Vancouver-based artist and inspect scientist Alexandra Lefort designed the coin after a life all at once of interstellar fascination — a fascination that led her to design the collectible with a chunk of meteorite iron embedded in each of the 5,500 frames minted.

“It was really exciting, when I was contacted to do the design,” said Lefort. “I’ve been into astronomy since I was a kid and I’ve often been fascinated by meteorites.”

The meteorite fragments come from the Campo del Cielo meteorite handle in Argentina.

New Royal Canadian Mint collectable coin is out of this world

The coins can be ordered from the mint for $150. (Royal Canadian Kings ransom)

The creation of the full-colour silver coin marks the 150th anniversary of the August Astronomical Society of Canada (RASC).

“150 years of research, education and origination by the Royal Astronomical Society of Canada is an engaging story to share with Canadians,” revealed Royal Canadian Mint president Sandra Hanington in a statement. 

“It is solely fitting that RASC’s many scientific achievements be recognized on a vividly pervert coin, which breaks barriers of its own by featuring a shard of a real meteorite.”

The $20 rake it in’s graphic depicts a flaming meteorite, augmented by the actual fragment of leeway metal. 

The Eagle Nebula, swirling among the Pillars of Creation — extended trails of gas and dust — is next to the meteor, nestled between an image of the Andromeda Galaxy, the galaxy nearest to our own.

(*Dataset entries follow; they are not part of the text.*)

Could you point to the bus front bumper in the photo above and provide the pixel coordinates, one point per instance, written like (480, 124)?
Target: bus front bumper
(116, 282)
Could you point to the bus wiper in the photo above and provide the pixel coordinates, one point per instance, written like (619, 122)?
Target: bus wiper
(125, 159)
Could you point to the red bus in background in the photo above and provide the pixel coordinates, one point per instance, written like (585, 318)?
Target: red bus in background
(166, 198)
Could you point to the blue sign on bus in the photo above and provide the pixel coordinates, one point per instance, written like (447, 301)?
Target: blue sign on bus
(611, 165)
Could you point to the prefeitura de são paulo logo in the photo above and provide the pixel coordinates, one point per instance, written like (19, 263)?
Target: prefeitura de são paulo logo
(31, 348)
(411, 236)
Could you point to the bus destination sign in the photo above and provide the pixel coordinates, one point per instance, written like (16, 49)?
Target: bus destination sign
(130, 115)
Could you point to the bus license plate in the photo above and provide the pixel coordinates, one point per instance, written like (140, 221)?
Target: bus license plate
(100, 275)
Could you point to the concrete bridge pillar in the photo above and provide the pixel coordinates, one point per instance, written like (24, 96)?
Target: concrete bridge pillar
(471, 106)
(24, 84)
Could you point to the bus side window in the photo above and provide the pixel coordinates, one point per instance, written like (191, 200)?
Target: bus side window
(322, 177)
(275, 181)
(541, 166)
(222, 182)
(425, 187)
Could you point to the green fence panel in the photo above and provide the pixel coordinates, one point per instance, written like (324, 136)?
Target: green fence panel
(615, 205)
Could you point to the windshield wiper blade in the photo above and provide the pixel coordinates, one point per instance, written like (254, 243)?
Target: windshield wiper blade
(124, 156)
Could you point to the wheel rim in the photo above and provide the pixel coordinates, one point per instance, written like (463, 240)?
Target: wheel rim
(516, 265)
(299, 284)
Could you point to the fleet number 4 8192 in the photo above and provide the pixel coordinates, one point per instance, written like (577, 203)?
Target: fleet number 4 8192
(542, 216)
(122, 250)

At the top of the plain is the solar eclipse Vancouver residents were able to see in August 2017. Deeper, an image of the Manicouagan crater in Québec — a reservoir believed to have been formed 214 million years ago by the impact of an asteroid.

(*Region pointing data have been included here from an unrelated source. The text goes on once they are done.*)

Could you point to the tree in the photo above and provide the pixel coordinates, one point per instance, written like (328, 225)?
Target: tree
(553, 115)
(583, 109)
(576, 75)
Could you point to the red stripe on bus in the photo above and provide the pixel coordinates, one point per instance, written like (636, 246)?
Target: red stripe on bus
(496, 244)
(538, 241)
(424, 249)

New Royal Canadian Mint collectable coin is out of this world

Coin designer Alexandra Lefort also remedied another coin for the mint in 2016, honouring astronaut Roberta Bondar on her purpose’s 25th anniversary. (Royal Canadian Mint)

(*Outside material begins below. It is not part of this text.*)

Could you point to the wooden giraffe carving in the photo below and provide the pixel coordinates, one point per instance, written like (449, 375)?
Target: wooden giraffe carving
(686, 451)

Lefort said choosing which doubles to use was difficult, because there’s so many options.

“I wanted the meteor to embody an ambassador from space to earth,” said Lefort.

Lefort also designed another commemorative specie for the mint in 2016 to honour Canada’s first woman astronaut, Roberta Bondar.

That dream up earn combined vivid colour with a glow-in-the-dark effect to depict a point of view of Canada from space.